PAGCOR Chair on busting the Philippines’ black market
Summary
When Alejandro H. Tengco became chairman and CEO of PAGCOR in 2022 he found an online gambling market dominated by illegal operators. Through a mix of steep licence-fee reductions, a public licence-verification platform (PAGCOR Guarantee), enforcement co-ordination with police and immigration, a presidential ban on offshore gaming (POGOs) and strengthened player-protection measures, the regulator reversed the trend.
Between January 2023 and December 2025 the share of online gross gaming revenue attributed to legal operators rose from around 8% to over 50%. PAGCOR also introduced measures to deter speculative licences, is decoupling its operator role from its regulator role, and is rolling out responsible-gaming tools including a 24-hour hotline and AI monitoring of player behaviour.
Key Points
- Licence-fee cuts: PAGCOR reduced online licence fees progressively from outrageously high rates down to 30%, widening the taxable base and encouraging legal entry.
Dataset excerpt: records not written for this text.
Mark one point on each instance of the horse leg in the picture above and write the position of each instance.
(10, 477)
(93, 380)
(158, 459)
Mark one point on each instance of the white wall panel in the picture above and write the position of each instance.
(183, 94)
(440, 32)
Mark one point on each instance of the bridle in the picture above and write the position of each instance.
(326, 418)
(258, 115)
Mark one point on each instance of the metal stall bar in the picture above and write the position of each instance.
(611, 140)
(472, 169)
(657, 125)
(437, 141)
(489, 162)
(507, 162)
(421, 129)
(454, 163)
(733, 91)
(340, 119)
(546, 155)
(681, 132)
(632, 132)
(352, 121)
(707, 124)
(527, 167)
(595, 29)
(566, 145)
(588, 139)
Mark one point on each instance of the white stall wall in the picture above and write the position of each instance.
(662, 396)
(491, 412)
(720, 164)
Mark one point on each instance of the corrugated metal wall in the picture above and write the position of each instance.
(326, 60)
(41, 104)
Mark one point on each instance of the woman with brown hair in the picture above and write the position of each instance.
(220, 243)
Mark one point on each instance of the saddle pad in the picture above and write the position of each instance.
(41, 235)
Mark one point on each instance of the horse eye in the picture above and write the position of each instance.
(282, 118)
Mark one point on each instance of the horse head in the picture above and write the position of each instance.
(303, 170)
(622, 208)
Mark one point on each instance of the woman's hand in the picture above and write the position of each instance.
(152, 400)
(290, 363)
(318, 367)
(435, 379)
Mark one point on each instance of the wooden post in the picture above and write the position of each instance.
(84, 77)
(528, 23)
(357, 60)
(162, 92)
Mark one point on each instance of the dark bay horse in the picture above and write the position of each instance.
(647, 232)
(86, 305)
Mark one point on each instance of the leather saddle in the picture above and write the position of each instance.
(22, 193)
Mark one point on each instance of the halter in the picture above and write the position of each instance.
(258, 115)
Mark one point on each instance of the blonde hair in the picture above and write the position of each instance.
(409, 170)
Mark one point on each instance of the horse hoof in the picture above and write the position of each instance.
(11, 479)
- PAGCOR Guarantee: a public verification platform helps players confirm whether an operator is licensed, improving transparency and trust.
- POGO ban and enforcement: the 2024 ban on offshore gaming and closer co-ordination with the Philippine National Police, Bureau of Immigration and NBI have driven down illegal activity.
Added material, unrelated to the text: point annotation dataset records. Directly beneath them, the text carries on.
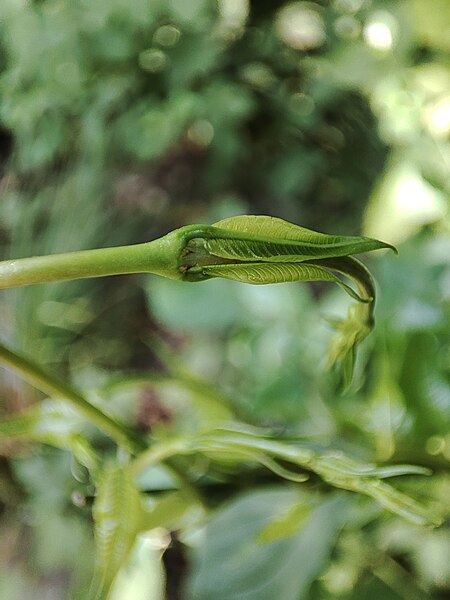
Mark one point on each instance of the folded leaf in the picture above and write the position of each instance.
(282, 239)
(264, 273)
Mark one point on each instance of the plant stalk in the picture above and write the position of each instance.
(159, 256)
(54, 387)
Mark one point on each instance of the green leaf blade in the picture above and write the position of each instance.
(117, 514)
(261, 274)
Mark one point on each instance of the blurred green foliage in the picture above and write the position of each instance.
(121, 120)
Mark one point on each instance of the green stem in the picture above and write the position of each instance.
(51, 385)
(160, 256)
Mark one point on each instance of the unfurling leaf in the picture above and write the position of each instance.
(261, 250)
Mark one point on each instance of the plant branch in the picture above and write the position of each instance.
(53, 386)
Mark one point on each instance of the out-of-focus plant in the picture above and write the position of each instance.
(121, 120)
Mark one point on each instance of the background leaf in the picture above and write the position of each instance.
(237, 563)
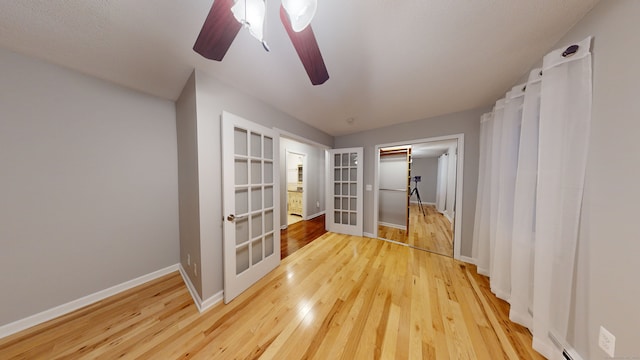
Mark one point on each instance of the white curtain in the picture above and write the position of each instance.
(507, 158)
(533, 154)
(565, 118)
(494, 180)
(524, 205)
(441, 184)
(481, 231)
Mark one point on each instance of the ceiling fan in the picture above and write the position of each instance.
(226, 17)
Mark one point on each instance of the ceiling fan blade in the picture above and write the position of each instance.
(307, 48)
(218, 31)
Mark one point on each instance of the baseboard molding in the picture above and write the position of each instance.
(467, 259)
(573, 354)
(395, 226)
(446, 215)
(314, 215)
(202, 305)
(63, 309)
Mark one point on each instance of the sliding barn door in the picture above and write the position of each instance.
(344, 198)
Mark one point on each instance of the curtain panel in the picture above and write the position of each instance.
(533, 155)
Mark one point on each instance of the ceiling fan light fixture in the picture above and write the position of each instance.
(250, 13)
(300, 12)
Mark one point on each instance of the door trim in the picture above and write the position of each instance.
(457, 238)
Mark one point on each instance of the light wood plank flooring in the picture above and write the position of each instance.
(340, 297)
(298, 235)
(431, 232)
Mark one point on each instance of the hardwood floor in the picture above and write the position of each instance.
(297, 235)
(340, 297)
(431, 232)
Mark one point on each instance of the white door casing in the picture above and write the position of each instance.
(251, 203)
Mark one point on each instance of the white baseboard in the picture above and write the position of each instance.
(446, 215)
(395, 226)
(572, 353)
(467, 259)
(314, 215)
(200, 304)
(63, 309)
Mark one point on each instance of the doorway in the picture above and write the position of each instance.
(296, 169)
(418, 187)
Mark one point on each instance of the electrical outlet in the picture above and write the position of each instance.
(607, 342)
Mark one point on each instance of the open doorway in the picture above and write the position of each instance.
(296, 170)
(418, 189)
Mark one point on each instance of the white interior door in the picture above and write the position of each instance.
(251, 203)
(344, 196)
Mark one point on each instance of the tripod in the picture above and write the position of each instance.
(415, 191)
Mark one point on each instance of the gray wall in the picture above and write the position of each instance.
(315, 180)
(88, 185)
(607, 289)
(467, 122)
(428, 169)
(212, 97)
(188, 189)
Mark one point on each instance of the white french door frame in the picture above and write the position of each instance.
(457, 242)
(253, 228)
(349, 187)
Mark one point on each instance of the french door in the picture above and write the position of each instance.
(251, 203)
(344, 195)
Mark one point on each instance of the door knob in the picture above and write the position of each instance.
(233, 218)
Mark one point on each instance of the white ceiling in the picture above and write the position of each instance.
(390, 61)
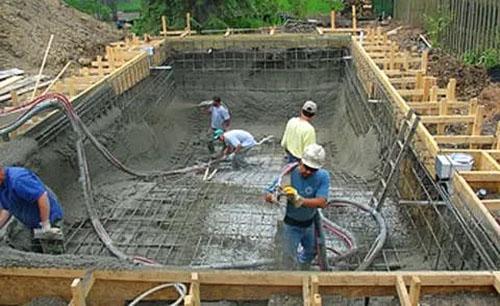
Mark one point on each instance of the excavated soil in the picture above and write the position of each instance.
(26, 26)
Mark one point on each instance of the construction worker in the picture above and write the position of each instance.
(238, 143)
(220, 118)
(299, 133)
(24, 196)
(306, 190)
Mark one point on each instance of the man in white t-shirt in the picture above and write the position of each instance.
(299, 133)
(220, 118)
(238, 143)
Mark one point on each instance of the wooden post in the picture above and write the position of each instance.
(404, 298)
(71, 86)
(478, 121)
(354, 21)
(194, 290)
(451, 89)
(497, 146)
(100, 70)
(14, 98)
(425, 61)
(164, 25)
(419, 80)
(43, 65)
(415, 285)
(188, 23)
(443, 110)
(78, 293)
(332, 20)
- Responsible gaming measures: outdoor-advert bans on ‘big win’ marketing, a forthcoming 24-hour hotline, deposit limits, self-exclusion and AI monitoring to protect players.
- Market discipline: a PHP9.5m minimum guarantee for inactive licence-holders discourages speculation and frees capacity for genuine operators.
- Decoupling operator/regulator: PAGCOR plans to divest its casinos to remove conflicts of interest and boost regulatory credibility, subject to government approval and worker protections.
- Strict KYC and one-strike policy: enforcement includes licence cancellations for major breaches such as poor KYC or revenue under-reporting.
Why should I read this?
Want to know how a regulatory body actually turned the tables on a booming black market? This is it — a practical playbook: cut punitive fees, make licences visible, crack down on the rogues and show you mean business. Short version: it worked, and it’s relevant if you care about regulation, market recovery or responsible gambling. We’ve read the detail so you don’t have to.
Context and Relevance
The Philippines has long been a cautionary tale for online-gaming regulation. Tengco’s reforms show how aligning commercial incentives with enforcement and player protection can pull revenue back into the legal economy. The case matters beyond the Philippines: it demonstrates a model for jurisdictions wrestling with illegal operators, shows practical steps for restoring trust, and highlights the governance question of separating operator and regulator roles — an issue many markets still face.